Why the impact is higher in practice: An ms-agent process running as a developer on a workstation or in a CI environment typically holds:
- LLM provider API keys (ANTHROPIC_API_KEY, OPENAI_API_KEY, AWS Bedrock IAM creds, etc.)
- Cloud credentials (~/.aws/credentials, GOOGLE_APPLICATION_CREDENTIALS, etc.)
- Shell history with secrets
- SSH private keys
- npm/PyPI publish tokens
A single exploited command injection exfiltrates all of the above — behavior closer to a cloud-account compromise than a typical CVSS 6.5 vulnerability. This is the same amplification pattern documented in LangSmith CVE-2026-25750, LiteLLM CVE-2026-42208, and other AI-framework CVEs.
Am I affected?
# Check if ms-agent is installed
pip show ms-agent 2>/dev/null | grep -E '^(Name|Version):'
# Check the version
python -c "import agent; print(agent.__version__)" 2>/dev/null
# Check for ms-agent in requirements files
grep -r "ms-agent\|modelscope.*agent" requirements*.txt pyproject.toml setup.py 2>/dev/null
You are affected if:
- You have ms-agent ≤ v1.6.0rc1 installed, AND
- The agent can process any externally-supplied content (documents, web pages fetched via tools, API/MCP results, logs, user input, or any text not written directly by you)
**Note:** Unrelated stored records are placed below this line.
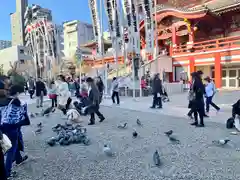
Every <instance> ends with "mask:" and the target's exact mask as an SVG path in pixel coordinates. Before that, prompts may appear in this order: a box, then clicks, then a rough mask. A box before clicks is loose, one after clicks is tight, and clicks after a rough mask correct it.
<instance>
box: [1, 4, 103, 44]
mask: <svg viewBox="0 0 240 180" xmlns="http://www.w3.org/2000/svg"><path fill="white" fill-rule="evenodd" d="M15 2H16V0H1V5H0V22H1V25H0V40H11V26H10V16H9V14H10V13H12V12H15V10H16V5H15ZM29 4H39V5H41V6H42V7H44V8H48V9H51V10H52V13H53V21H54V22H55V23H57V24H61V23H62V22H63V21H67V20H75V19H77V20H80V21H83V22H88V23H92V20H91V16H90V11H89V6H88V0H29ZM104 16H105V11H104ZM104 26H105V25H104Z"/></svg>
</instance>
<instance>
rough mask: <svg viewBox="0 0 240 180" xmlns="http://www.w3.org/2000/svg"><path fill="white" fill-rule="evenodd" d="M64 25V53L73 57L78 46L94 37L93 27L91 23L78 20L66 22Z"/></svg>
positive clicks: (91, 38)
mask: <svg viewBox="0 0 240 180" xmlns="http://www.w3.org/2000/svg"><path fill="white" fill-rule="evenodd" d="M63 27H64V54H65V56H66V57H69V58H72V57H73V56H74V55H75V51H76V48H77V47H80V45H82V44H85V43H87V42H89V41H92V40H93V39H94V35H93V27H92V25H91V24H88V23H83V22H80V21H78V20H74V21H70V22H65V23H64V24H63Z"/></svg>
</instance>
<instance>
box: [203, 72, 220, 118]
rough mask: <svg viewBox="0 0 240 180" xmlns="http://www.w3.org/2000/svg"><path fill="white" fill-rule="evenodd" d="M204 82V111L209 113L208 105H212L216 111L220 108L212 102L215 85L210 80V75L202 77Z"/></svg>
mask: <svg viewBox="0 0 240 180" xmlns="http://www.w3.org/2000/svg"><path fill="white" fill-rule="evenodd" d="M204 80H205V82H206V85H205V92H206V94H205V97H206V113H209V107H210V105H211V106H212V107H214V108H215V109H216V110H217V111H219V110H220V108H219V107H218V106H217V105H216V104H215V103H213V102H212V99H213V96H214V95H215V93H216V87H215V84H214V82H213V81H212V80H211V78H210V77H208V76H207V77H206V78H204Z"/></svg>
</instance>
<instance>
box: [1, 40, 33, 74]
mask: <svg viewBox="0 0 240 180" xmlns="http://www.w3.org/2000/svg"><path fill="white" fill-rule="evenodd" d="M0 59H1V62H0V65H1V66H3V70H4V74H7V72H8V71H9V70H10V69H11V66H10V63H12V64H13V63H14V62H18V66H17V70H18V71H19V72H24V71H25V72H26V73H27V74H30V75H35V74H34V71H35V68H34V65H33V64H32V62H33V61H32V56H29V55H28V50H27V48H26V47H24V46H19V45H18V46H12V47H9V48H5V49H2V50H0Z"/></svg>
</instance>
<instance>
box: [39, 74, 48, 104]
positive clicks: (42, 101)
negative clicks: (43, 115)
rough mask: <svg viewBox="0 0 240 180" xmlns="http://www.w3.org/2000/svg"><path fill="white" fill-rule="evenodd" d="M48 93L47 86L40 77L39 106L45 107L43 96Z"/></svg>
mask: <svg viewBox="0 0 240 180" xmlns="http://www.w3.org/2000/svg"><path fill="white" fill-rule="evenodd" d="M46 95H47V89H46V86H45V84H44V82H43V81H42V79H41V78H40V77H39V78H38V80H37V82H36V97H37V108H39V107H43V97H44V96H46Z"/></svg>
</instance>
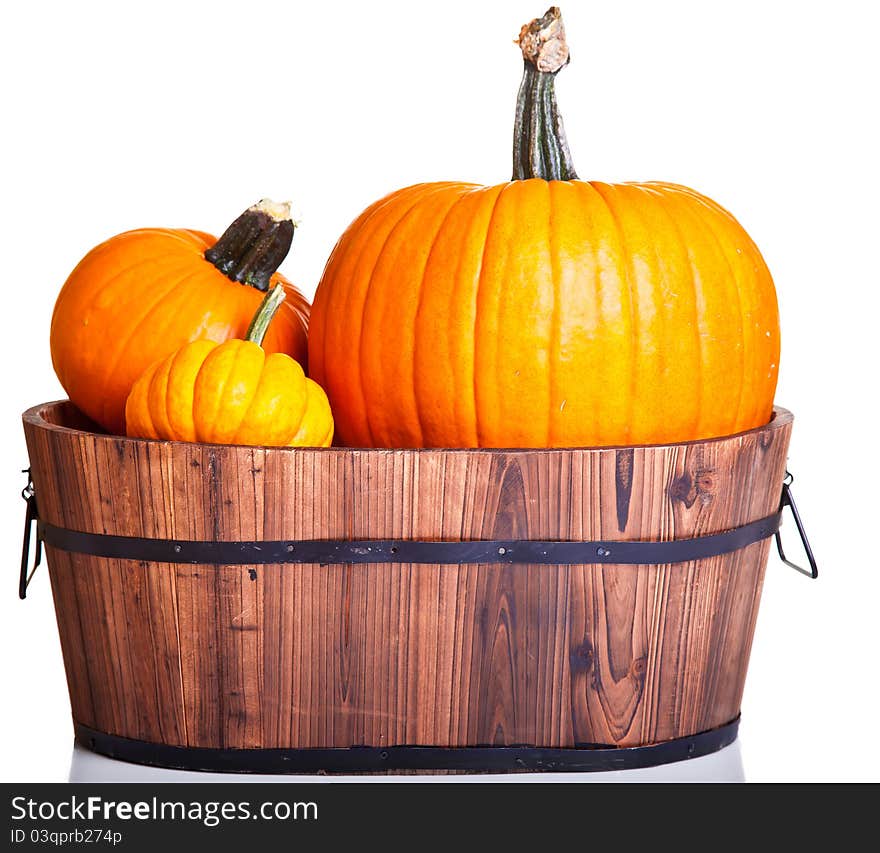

All versions through v1.6.0rc1 are vulnerable. There is no patched version.
IOCs
| Type | Value |
|---|---|
| CVE | CVE-2026-2256 |
| Affected versions | ms-agent ≤ v1.6.0rc1 (all known versions) |
| Fixed version | None — no patch available |
| CWE | CWE-77 (Command Injection) |
| CVSS 3.1 | 6.5 MEDIUM (AV:N/AC:L/PR:N/UI:N/S:U/C:L/I:L/A:N; NIST assessment pending) |
| CERT/CC | VU#431821 |
| Published | 2026-03-02 |
| Public PoC | Yes (listed in NVD advisory) |
| Patch | None — vendor unresponsive to CERT/CC |
If you are affected
- Do not feed ms-agent any untrusted content until a patch is available — documents, URLs to fetch, files from external repos, or any data source you do not fully control.
- Sandbox the agent process — run it inside a Docker container, VM, or
firejailjail with network egress blocked to everything except required LLM API endpoints. - Audit recent agent sessions for unexpected shell commands in agent output logs (look for curl, wget, base64, python -c, or eval calls you did not initiate).
- Rotate credentials accessible from the agent's environment if it processed any untrusted content before today.
- Monitor the ms-agent GitHub repository for a security patch; as of 2026-06-22 the vendor has not responded to CERT/CC coordination.
→ playbooks/rotating-cloud-credentials.md → prevention/agent-sandboxing.md
Prevention
- Prefer allowlists over denylists for command validation in AI agent Shell tools. CWE-77 via regex blacklist is a class of bug, not a one-off: Flowise CVE-2025-59528 (
eval(mcpServerConfig)), Microsoft Semantic Kernel decorator-as-documentation, and Langflow CVE-2026-33017 all stem from "the check function is documentation, not a security boundary." - Isolate agents that can execute shell commands. Any agent with a shell primitive is a potential RCE waiting for the right crafted input. Run it in a minimal container with read-only filesystem mounts and only the specific network endpoints it needs.
- Treat LLM provider keys as secrets, not config. If the agent process holds an
ANTHROPIC_API_KEY, mount it from a secrets manager at runtime rather than baking it into environment variables — so credential rotation doesn't require rebuilding containers.
→ prevention/agent-sandboxing.md → prevention/credential-hygiene.md
Sources
- SecurityWeek — Vulnerability in MS-Agent AI Framework Can Allow Full System Compromise — primary disclosure coverage, technical details on bypass mechanism and impact.
- NVD — CVE-2026-2256 Detail — canonical CVE record; CVSS 6.5 MEDIUM (CISA-ADP; NIST assessment pending), CWE-77, affected versions, PoC reference.
- CERT/CC — VU#431821 — coordination advisory documenting vendor non-response and confirming unpatched status.